Through my growing-up years, the flicker shadows from the TV were a constant in our family room. We turned it on when we woke in the mornings, and Mom kept it on until well after we went to bed at night. The TV music and chatter and laughter and tears became the backdrop that took the place of other conversations we might have had.
On school nights, Mom sat on the sofa, and I sat on the linoleum floor in front of her, and we watched TV while she put curlers in my hair. I admired the long legs and synchronized moves of the June Taylor Dancers. I never missed a Miss America pageant. I watched Mary Tyler Moore be the wife of Dick Van Dyke and Lucille Ball be the wife of Desi Arnaz in reruns of I Love Lucy. These housewives spent their days doing funny things they had to hide from their husbands. They slept in twin beds. They had kids who were cute and mostly perfect, and being a mom looked perfect too.
Each week, Eva Gabor cried out her longing for Park Avenue on Green Acres, and Mom bopped me on the head with the tooth end of the rat-tail comb if I laughed too much and caused her to lose strands of my hair from her hold. The Green Acres wife didn’t have kids, and she seemed silly and vain, but she stayed loyal to her husband, who wanted to be a farmer.
Some women on TV didn’t have kids. On The Andy Griffith Show old Aunt Bee worried endlessly about her nephew Andy and his son Opie. Sometimes she got flustered, but she always had the best advice, the most comfort. Miss Kitty on Gunsmoke was strong and wise and a business owner who’d saved up her bartending wages and bought the Long Branch Saloon. Plus she loved the sheriff.
The hairstyles Mom created for me in front of the TV went from ringlets to loose curls to the shortest Twiggy cut. She stopped doing my hair in my middle-school years when I decided to grow it out long and straight. Then I spent time in front of the TV brushing my own hair and practicing braids.
The TV women changed like my hairstyles. Mary Tyler Moore got her own show. She went from being Dick Van Dyke’s anxious wife to a single woman, working in news. Lucille Ball went from being Desi’s wife to being a widow with kids who were so rarely on screen that it seemed like she didn’t have kids at all. Mostly she was Mr. Mooney’s secretary.
Carol Burnett had her own show and the men were funny sidekicks.
Sandy Duncan and Rhoda and Charlie’s Angels were headliners. These women lived another kind of life, a life of career and city. Even though they dated and longed for a man, even though their bosses were always men, these women didn’t have kids, and that looked like a fine life too.

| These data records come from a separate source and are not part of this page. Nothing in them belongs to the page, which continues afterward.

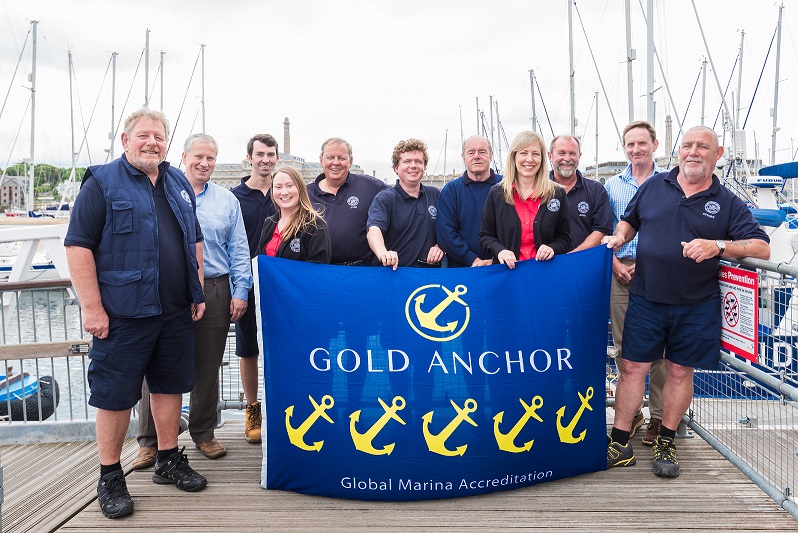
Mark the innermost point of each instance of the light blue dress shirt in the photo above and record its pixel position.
(225, 248)
(621, 188)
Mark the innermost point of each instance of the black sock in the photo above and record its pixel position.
(665, 432)
(163, 455)
(107, 469)
(620, 436)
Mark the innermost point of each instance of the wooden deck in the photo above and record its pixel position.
(710, 495)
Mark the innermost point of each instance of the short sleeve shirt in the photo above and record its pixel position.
(664, 218)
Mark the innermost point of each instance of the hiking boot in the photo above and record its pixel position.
(212, 449)
(252, 423)
(112, 495)
(665, 463)
(145, 458)
(619, 454)
(638, 421)
(652, 431)
(176, 470)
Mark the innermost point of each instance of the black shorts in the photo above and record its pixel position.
(688, 334)
(158, 348)
(247, 330)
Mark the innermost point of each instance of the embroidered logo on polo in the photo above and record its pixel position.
(712, 207)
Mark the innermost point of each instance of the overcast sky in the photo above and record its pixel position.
(375, 72)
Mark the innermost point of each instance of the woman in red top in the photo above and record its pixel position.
(526, 214)
(298, 230)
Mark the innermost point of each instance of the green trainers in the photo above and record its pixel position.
(619, 454)
(665, 463)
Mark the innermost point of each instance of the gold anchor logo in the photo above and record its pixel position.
(506, 441)
(437, 443)
(297, 435)
(363, 440)
(427, 321)
(567, 432)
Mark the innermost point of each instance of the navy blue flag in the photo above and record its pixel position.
(432, 383)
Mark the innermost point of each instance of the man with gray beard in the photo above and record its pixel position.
(591, 216)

Real-life men on TV did big things I thought I’d like to do too. The Undersea World of Jacques Cousteau came on every Sunday night. I imagined myself in the gray ocean, brave against sharks and manta rays. I followed Mike Wallace and Harry Reasoner asking 60 Minutes of serious questions with concerned looks on their faces. On Saturday and Sunday afternoons, men boxed and raced and skied. I could be Mario Andretti, Jackie Stewart, Jean-Claude Killy. I could be brave. I could speak clear, sure words, ask questions, be smart, go fast.